構造的賃上げの実現をめざす政府は、労務費の転嫁に関する指針を公表した(関連記事=最賃上昇や賃上げを根拠に 労務費転嫁で指針 受・発注者へ12の行動示す 政府)。微に入り細を穿つ内容に対し、まるで労使交渉では? と感じる向きも少なくないのではないか。
当事者双方に定期的な交渉機会を持つよう促したうえ、発注者側には転嫁を求められたことを理由に不利益取扱いをしないよう示唆。さらに価格交渉に関する記録をつくり、双方が保管するよう求めた。指針に沿わない行為によって公正取引を阻害するおそれがあれば、公取委が独占禁止法や下請代金法に基づき、厳正な対処をするとも述べている。ある意味、ここまで必要なのかと驚かされる。

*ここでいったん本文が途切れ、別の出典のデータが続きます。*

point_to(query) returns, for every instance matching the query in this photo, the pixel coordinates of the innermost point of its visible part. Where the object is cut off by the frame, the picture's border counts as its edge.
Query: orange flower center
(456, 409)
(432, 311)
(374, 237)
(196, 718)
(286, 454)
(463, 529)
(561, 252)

人事労務に携わる立場から見逃せないのは、発注者側に対し、今後の賃上げを念頭に入れた価格交渉であっても、協議のテーブルにつくように明記した点。転嫁の根拠については公表資料を示せば足りるとされたのと併せて考えると、転嫁を求めたり、求められるケースは増えるだろう。労使間で価格交渉が話題にのぼることも避けられまい。実際、同指針に対する連合・清水秀行事務局長の談話では、「2024春季生活闘争とセットで取り組むことを通じ、経済も賃金も物価も安定的に上昇する経済社会へとステージの転換をはかるべく全力を挙げる」などとしている。
同指針が根拠資料の例として挙げた今年度の地域別最低賃金の上昇率は、3.8~5.5%。民間主要企業の妥結額は1万1245円、率では3.60%となっている。一方で連合の来春の春闘方針は、賃金実態が把握できない中小組合の要求基準を前年から1500円引き上げ、総額で1万5000円以上とした。とくに前年の賃上げを渋った企業には、改めて物価上昇分の賃上げを確保するための選択が求められている。
晴れて取引価格の改定がなされたあかつきには、着実に労務費へ還元したい。すべての交渉が見積もりどおりにいくのでもない限り、調整は当然必要になるはず。仮に原材料費やエネルギーコストの転嫁を優先したなどと思われれば、従業員ばかりか発注者からの信頼も失いかねない。